There are also problems to be resolved in the implementation of the Internet Service Provider policy for achieving rapid spread of the Internet in India, especially through liberalisation of the gateway policy, he said.
''We will accelerate and expand the process of economic reforms in the next phase of administrative and legal reforms. Financial sector reforms, with the necessary supportive changes, will be an important element of this process,'' he added.
On the ambitious national highway project involving the east-west and north-south corridors, Vajpayee said although some work has already begun on the project, what is needed is a clear programme, with specific timelag targets to accelerate the pace of its implementation.
The reconstituted group on infrastructure will address this issue. The project, along with the government's renewed thrust on housing construction and agri processing, will create large-scale employment.
Vajpayee said the condition of the finances of states is causing concern to the government whose priority will be to bring fiscal discipline, both at the Centre and in states.
Vajpayee said the government will not be able to build adequate support for reforms unless the government and business demonstrate that this can benefit the poorest and the most deprived.
''The converse is also true. The more we can show that reforms benefit everybody and that they can contribute to the nation's healthy development, the more mass support can be generated for their speedier implementation.''
Vajpayee said bridging the gap between people's expectations and government's performance does not entail only the governmental machinery to realise its duty. It also demands that business and industry fulfil their duty. Specifially: Indian business establishments should quickly restructure themselves to bring greater efficiencies, protect the interests of their consumers, and improve the quality of their products to compete aggressively in the global market.

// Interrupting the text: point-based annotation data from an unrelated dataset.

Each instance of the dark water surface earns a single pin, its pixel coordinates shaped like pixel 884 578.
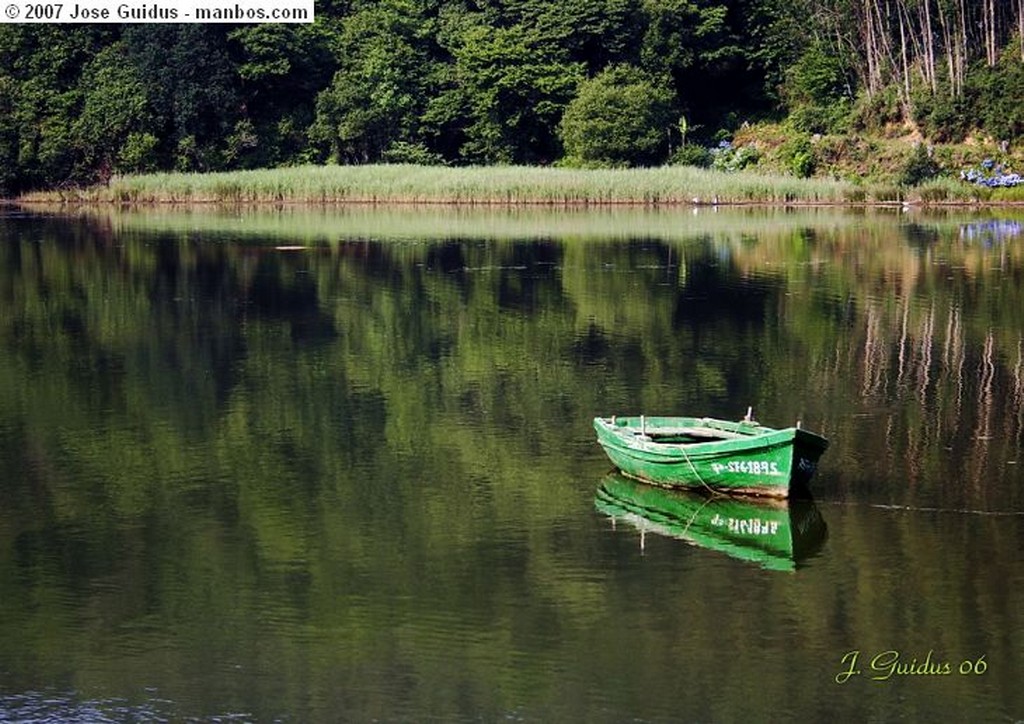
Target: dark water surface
pixel 339 466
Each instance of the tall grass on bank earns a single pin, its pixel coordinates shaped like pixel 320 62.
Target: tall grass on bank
pixel 425 184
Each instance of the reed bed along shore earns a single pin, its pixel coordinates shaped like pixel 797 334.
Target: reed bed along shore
pixel 431 184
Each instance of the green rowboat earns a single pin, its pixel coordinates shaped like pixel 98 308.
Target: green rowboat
pixel 716 455
pixel 775 535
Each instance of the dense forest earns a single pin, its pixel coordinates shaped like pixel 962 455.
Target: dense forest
pixel 459 82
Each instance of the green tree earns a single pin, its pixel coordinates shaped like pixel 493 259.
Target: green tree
pixel 115 107
pixel 282 68
pixel 620 118
pixel 516 89
pixel 193 90
pixel 379 92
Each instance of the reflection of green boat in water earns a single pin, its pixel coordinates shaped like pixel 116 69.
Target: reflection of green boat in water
pixel 776 535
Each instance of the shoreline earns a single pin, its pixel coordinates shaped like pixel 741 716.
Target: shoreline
pixel 506 186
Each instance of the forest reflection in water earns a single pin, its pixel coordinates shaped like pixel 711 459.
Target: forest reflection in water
pixel 322 464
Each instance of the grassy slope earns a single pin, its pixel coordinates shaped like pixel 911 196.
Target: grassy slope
pixel 850 170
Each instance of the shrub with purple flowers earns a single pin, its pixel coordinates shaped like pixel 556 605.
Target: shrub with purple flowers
pixel 992 175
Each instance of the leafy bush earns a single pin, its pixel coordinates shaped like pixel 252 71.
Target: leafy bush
pixel 404 153
pixel 725 157
pixel 691 155
pixel 798 154
pixel 617 119
pixel 919 168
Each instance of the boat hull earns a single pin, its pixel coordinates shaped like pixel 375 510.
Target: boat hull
pixel 716 455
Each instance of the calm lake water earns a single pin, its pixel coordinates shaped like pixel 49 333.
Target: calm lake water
pixel 339 466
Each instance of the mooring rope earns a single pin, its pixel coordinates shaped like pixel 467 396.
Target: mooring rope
pixel 923 509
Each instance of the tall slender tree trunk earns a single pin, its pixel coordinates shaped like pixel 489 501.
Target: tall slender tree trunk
pixel 929 45
pixel 1020 26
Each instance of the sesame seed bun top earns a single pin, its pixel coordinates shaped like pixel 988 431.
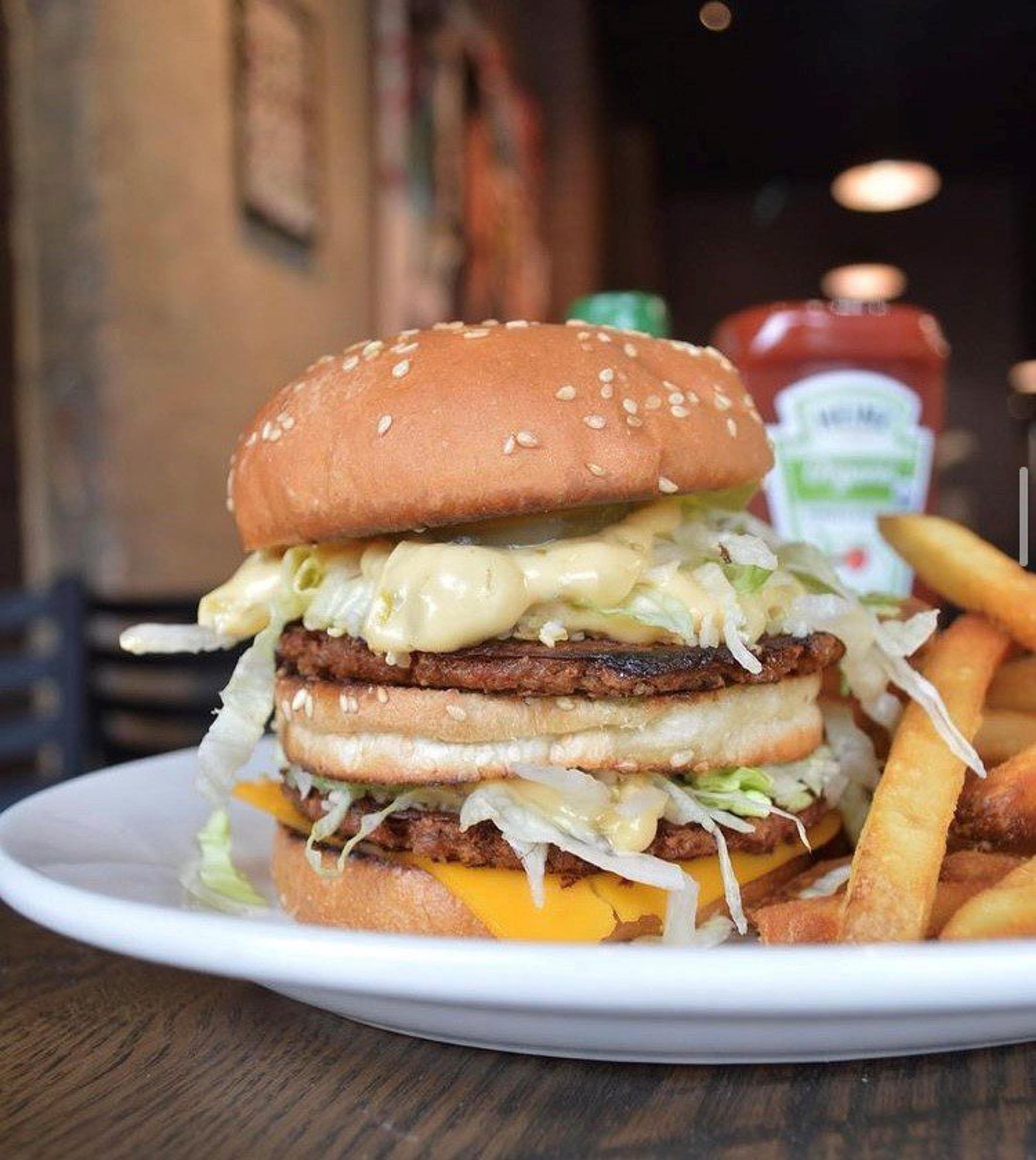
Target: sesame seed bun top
pixel 461 424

They should contribute fully in strengthening the social infrastructure for their employees and for the community in which they operate, through the spread of education, healthcare, housing, and sanitation. They should deal with small and medium entrepreneurs in a fair manner, assisting them in their growth needs, since these have a far greater potential to create employment.
They should fulfil their obligations to banks and financial institutions by timely repayment of loans.
They should respond generously to mitigate the sufferings of the ordinary people in times of natural calamities. ''I say this because, although Indian business has contributed to the national effort to help cyclone-ravaged Orissa, I believe that it can do much more," he said. "Taking the one billion people of India together with us, let the government and Indian business travel together on the road of reforms to the next century and millennium on the road to a strong, prosperous, and caring India.''
Sudhir Jalan, the outgoing president of FICCI, placed before the prime minister a ten-point wish list of the business community.
He desired that Parliament rush through the pending bills relating to insurance, intellectual property rights, foreign exchange management, money laudering and the Companies Act amendment. He sought national consensus across the political spectrum on the vital issues.
The business community favoured imposition of a statutory ceiling on government borrowings, moratorium on new subsidies, setting up of the pending Expenditure and Management Reforms Commission, a switchover to value added tax or VAT and an immediate completion of the restructuring of Central Excise.
Jalan desired that the government lower the rate of interest on government borrowings, the deposit rates and provident fund rates.
The FICCI president said destributive trade still remains untouched by the reform process. He urged Vajpayee to recast the entire Essential Commodities Act to facilitiate an all-win outcome for the consumers as well as traders.